To limit the maximum current and voltage in the event of a short circuit.
Extra resistance between the power source and a surge protector limits the maximum peak voltage to the protected equipment. That was good advice.
Close to the breaker panel, the available short-circuit current is considerably more than at the end of a long run of wire. The resistance and the inductance of longer wires sometimes matters.
Years ago, I helped wire a commercial building. All the wire had been pulled, and all that was left was to install the duplex receptacles. Well, I started at the farthest point --at least 75 feet-- from the service entrance. Not knowing which breaker fed what, to shut off the power to each box I simply shorted the wires together to trip the breaker.

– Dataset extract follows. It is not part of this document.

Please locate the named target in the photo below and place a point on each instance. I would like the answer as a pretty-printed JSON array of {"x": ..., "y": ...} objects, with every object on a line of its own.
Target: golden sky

Well, that worked very well, until I came to a box that was only a few feet from the panel. When I shorted those wires, the current was so large that the flash temporarily blinded me. When I regained my sight several seconds later, I realized that my gloves were on fire. It did trip the 20A breaker; but when I reset it, I could tell from the feel that the contacts inside the breaker had arced and were nearly welded together.
Here's an excerpt from a Littelfuse PDF.
The apparent 'clamping' of the voltage results from the increased
voltage drop (IR) in the source impedance due to the increased
current. It should be clearly understood that the device depends on
the source impedance to produce the clamping. One is seeing a voltage
divider action at work, where the ratio of the divider is not constant
but changes. However, if the source impedance is very low, then the
ratio is low. The suppressor cannot be effective with zero source
impedance (Figure 2) and works best when the voltage divider action
can be implemented.
The longer the wires that ultimately power the surge supressor, the greater the source impedance. And the greater the source impedance, the lower the surge voltage will be at the protected equipment.